Sedimentology, Depositional Systems, and Sequence Stratigraphy of Mixed Fluvial-Eolian-Lacustrine Deposits in an Intracontinental Rift Basin, Bogda Mountains, NW China
The Greater Turpan-Junggar Basin in NW China is a mature petroliferous basin that has been extensively explored and exploited for hydrocarbons. Future development will require a thorough understanding of the basin fill and evolution. However, the complexity of the basin fill, with abundant erosional surfaces and regional thickness and lithological changes, creates a challenge for such understanding. The study focuses on the sedimentology, environmental interpretation, and sequence stratigraphy of mid-Permian (Capitanian) fluvial-eolian-lacustrine deposits of the Quanzijie Formation exposed in the Bogda Mountains. These superbly exposed strata offer a unique opportunity to interpret the processes and factors controlling basin filling, such as tectonics, climate, provenance, and conditions of the catchment basin.
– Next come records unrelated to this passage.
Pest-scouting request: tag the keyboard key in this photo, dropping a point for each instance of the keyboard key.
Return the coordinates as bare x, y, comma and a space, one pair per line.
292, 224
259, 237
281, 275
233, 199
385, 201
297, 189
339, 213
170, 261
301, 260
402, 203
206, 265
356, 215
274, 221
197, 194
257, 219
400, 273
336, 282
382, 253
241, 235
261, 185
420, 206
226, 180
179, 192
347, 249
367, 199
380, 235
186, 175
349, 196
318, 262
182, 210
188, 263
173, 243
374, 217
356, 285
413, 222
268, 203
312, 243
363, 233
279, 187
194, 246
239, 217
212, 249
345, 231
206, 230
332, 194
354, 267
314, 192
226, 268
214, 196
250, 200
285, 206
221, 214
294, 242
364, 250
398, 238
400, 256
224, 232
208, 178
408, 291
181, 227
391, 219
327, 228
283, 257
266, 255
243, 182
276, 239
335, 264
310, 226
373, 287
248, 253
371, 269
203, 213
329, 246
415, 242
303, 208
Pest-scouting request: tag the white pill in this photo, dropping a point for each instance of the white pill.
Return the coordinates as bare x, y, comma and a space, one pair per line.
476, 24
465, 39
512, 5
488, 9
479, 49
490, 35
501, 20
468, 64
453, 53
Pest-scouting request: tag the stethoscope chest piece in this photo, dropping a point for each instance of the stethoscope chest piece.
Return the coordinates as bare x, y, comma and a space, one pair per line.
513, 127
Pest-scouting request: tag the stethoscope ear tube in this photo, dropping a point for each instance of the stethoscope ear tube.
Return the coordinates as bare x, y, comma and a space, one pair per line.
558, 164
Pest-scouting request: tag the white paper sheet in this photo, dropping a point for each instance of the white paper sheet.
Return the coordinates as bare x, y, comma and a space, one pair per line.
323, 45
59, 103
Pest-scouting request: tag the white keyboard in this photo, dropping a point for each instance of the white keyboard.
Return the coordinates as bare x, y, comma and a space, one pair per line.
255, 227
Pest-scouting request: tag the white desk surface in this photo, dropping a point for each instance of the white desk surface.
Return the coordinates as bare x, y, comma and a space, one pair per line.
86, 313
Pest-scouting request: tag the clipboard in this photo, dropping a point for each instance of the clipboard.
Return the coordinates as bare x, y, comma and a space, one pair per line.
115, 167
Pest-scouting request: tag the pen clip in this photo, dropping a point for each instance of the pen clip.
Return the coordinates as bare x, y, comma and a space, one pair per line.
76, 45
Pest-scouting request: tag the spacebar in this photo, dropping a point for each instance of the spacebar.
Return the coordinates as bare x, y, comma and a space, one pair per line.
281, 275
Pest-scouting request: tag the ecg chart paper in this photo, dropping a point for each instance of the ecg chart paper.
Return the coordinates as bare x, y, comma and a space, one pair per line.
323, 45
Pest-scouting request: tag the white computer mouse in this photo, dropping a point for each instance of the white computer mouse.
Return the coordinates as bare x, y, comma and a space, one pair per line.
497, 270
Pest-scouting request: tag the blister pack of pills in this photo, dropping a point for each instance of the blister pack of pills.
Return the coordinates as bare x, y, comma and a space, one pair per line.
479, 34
Five complete stratigraphic sections of the Quanzijie Formation have been measured in the southern and northern slopes of the Bogda Mountains. Sedimentary processes vary greatly between the two areas; fluvial-eolian deposits dominate in the south, and fluvial deposits dominate in the north. Nevertheless, both areas recorded similar tectonic and climatic changes. Evidence from sandstone petrography suggests that the two areas had different provenance based on compositional variations. However, detrital zircon age dates suggest a similar provenance for the two areas. Additional petrographic and geochemical data is needed to understand the roles of provenance, tectonic, climatic, and depositional processes in the deposition of Quanzijie. The strategies developed in this study will be used to understand the evolution of the Greater Turpan-Junggar basin and other similar basins around the world.
J. Obrist-Farner and W. Yang, "Sedimentology, Depositional Systems, and Sequence Stratigraphy of Mixed Fluvial-Eolian-Lacustrine Deposits in an Intracontinental Rift Basin, Bogda Mountains, NW China," AAPG Search and Discovery, American Association of Petroleum Geologists (AAPG), Jan 2013.